The panelists talked about the potential benefits of cannabis for getting people off opioid drugs, and about the lack of harms that have resulted from legalization.
How Big a Tent?
In terms of the common goal of getting weed legalized, liberals and conservatives can find common cause. After that, it gets sticky. While the panel sounded like most people in the weed business, including most activists, as they complained about overtaxation and overregulation, their proposed solutions were very different.
Norquist and Reddy are both self-described “federalists,” meaning they think most legislation and regulation should be enacted by states rather than by the federal government. But even then, Norquist, in particular, is opposed to the government stepping in at all. There should be, he said, “a federal non-rule.” That is, just legalize, but don’t tax or regulate. “We don’t need to pass legislation,” he said, “we need to repeal legislation.”
Many pot advocates would agree with him on that point. But maybe not so much on his opinion that the states should do the same. Norquist approved of an unsuccessful legalization effort in North Dakota to legalize weed, because legalizing was all it would have done, free of “all these complicated things where they decide how much to tax it and who’s gonna get the goodies… and all the silly regulations,” he said. The effort failed.
“Simply say it’s not illegal anymore — done,” he said. “They should treat it like it was any other product, not like it was alcohol,” he said.

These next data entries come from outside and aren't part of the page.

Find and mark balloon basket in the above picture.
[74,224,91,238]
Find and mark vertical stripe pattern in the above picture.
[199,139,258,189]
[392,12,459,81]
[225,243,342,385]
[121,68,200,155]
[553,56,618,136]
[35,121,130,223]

This might work in Norquist’s mind, but as anybody who’s ever worked in cannabis (or alcohol) policy will tell you, it doesn’t work in the real world. Pot, alcohol, and tobacco all create public problems of one kind or another: They have public-health implications. They need to be tested (this is especially true with pot). Most people want them restricted to adult-use only. They all must be regulated differently from candy bars and shampoo. To finance such regulation, tax revenues are needed.
But for Norquist, all those taxes and regulations exist just “so the state can make a buncha money.”